When she runs away from people try to grab her, say no or whatever you say that tells her shes doing something wrong, and bring her to the person ( If you know them, or feel construable doing it) and make sure she relaxes by petting her and comforting her.
When she does relax, say good girl or her name and pet her ( It lets her know that you are OK and happy with her actions).

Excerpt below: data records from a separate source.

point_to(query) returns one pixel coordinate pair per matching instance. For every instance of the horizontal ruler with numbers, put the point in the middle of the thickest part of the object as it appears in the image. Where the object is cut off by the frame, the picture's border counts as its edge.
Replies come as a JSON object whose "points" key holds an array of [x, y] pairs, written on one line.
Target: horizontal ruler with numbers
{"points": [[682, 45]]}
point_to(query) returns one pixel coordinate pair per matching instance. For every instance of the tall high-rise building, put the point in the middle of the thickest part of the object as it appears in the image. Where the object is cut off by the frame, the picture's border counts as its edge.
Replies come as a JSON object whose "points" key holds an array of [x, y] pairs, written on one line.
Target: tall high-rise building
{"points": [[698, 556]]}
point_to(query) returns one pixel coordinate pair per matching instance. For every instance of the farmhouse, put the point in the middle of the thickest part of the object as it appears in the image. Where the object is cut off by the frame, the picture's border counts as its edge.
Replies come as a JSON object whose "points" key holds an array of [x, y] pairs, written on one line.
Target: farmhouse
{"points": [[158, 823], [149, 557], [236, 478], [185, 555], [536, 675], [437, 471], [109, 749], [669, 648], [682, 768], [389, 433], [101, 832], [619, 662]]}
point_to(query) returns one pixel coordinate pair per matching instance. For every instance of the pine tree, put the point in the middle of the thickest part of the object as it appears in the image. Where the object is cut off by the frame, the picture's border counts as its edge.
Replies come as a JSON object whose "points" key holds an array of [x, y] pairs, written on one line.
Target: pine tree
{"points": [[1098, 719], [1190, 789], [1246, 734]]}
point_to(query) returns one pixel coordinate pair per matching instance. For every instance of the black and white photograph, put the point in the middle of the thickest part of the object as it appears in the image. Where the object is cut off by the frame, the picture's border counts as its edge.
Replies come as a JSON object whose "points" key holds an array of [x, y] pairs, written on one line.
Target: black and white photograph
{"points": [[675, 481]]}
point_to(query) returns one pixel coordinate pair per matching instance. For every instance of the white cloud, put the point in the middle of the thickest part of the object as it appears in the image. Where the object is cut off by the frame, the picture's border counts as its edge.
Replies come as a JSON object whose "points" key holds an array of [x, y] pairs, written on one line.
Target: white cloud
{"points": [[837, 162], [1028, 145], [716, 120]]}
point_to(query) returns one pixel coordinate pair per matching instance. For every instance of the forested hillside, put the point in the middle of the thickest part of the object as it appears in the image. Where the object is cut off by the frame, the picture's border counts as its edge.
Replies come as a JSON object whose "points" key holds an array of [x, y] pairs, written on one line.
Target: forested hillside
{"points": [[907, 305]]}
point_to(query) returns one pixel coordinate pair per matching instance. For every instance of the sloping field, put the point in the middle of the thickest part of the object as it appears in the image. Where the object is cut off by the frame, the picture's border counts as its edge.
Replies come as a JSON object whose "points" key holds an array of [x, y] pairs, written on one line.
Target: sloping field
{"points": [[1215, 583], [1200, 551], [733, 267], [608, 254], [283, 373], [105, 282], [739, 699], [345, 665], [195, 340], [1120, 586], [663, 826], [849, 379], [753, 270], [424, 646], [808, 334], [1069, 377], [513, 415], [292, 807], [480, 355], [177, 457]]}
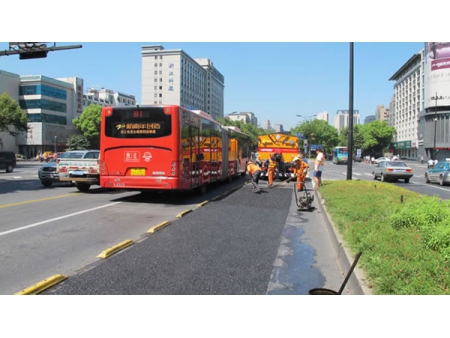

If you do it every chance you get it starts to become a habit and she will start to get used to people again. Hopefully it all works out! =D
Source(s): Had dogs all my lfe, and watched many shows like "Dog whisperer" and "It's Me or The Dog", "Animal Planet" - 1 decade ago
just give the beautiful little girl all the care and love you possibly can.
im sure all she ever wanted was for someone to hold her and love her :)
just give her all the love and care you can and she will be normal again i promise, because i to adopted a dog and now she is totally different. she went through the same thing your has.
now she lets everyone hold her and pet her.
i promise she will be a normal little girl again:) hope this helped AND GOOD LUCK WITH HER, BLESS YOU FOR ADOPTING!!!!!!!!!!